Kebudayaan Papua
ABSTRAK
Berbicara
tentang kebudayaan sangat erat kaitannya dengan kepribadian seseorang. Budaya
dan kepribadian bagaikan dua sisi mata uang tidak bisa dipisahkan. Dimana
budaya yang baik itu selalu mempengaruhi pribadi yang baik, kemudian budaya
buruk selalu mempengaruhi pribadi yang buruk juga. Disamping itu kadang kala
lingkungan menjadi hal utama yang dapat mempengaruhi baik buruknnya budaya
seseorang. Kita ambil contoh di papua memiliki berbagai kebudayaan yang berbeda
dengan daerah lainnya, sehingga dengan sendiri kepribadian mereka juga agak
berbeda dan unik. Sehingga kepribadian yang terbentukpun agak unik dan berbeda.
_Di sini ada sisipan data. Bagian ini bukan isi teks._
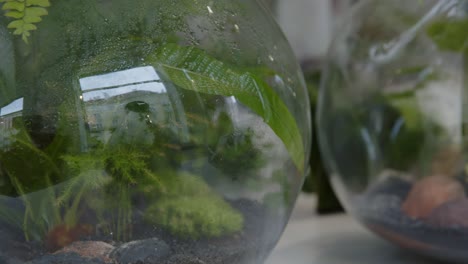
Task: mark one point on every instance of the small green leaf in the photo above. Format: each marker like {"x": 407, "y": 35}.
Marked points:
{"x": 449, "y": 35}
{"x": 32, "y": 19}
{"x": 13, "y": 6}
{"x": 35, "y": 11}
{"x": 16, "y": 24}
{"x": 192, "y": 69}
{"x": 43, "y": 3}
{"x": 14, "y": 14}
Contoh budaya potong jari, yang telah lama turun temurun diterapkan di papua,
bahkan menjadi budaya (kebiasaan) yang lumrah untuk dihilangkan walaupun
kelihatannya agak buruk dan tidak sesuai baik norma agama maupun norma hukum.
Saya akan membahas kebudayaan pulau tersebut mulai dari adat, bahasa, makanan,
dan sebagainya yang berasal dari berbagai sumber yang saya satukan dan menumpahkan
beberapa pemikiran dan pendapat saya didalamnya.
BAB
I
PENDAHULUAN
1.1
Latar
Belakang
Indonesia
merupakan negara yang kaya akan budaya, masyarakat serta suku yang berbeda. Hal
ini bisa kita lihat dari perbedaan suku, masyarakat, ras, agama yang membentang
seluas arcipelago Indonesia dari Sabang sampai Merauke. Merupakan sebuah
kesalah besar apabila kita sebagai masyarakat Indonesia, hanya acuh dan tidak
mempelajari kebudayaan-kebudayaan yang beragam yang tersapat di Indonesia.
Saya
memilih kebudayaan masyarakat Papua, karena Propinsi Papua di Indonesia
merupakan sebuah propinsi yang unik. Propinsi yang sering kali dianggap sebelah
mata oleh orang-orang karena anggapan mereka masyarakat papua masih primitif.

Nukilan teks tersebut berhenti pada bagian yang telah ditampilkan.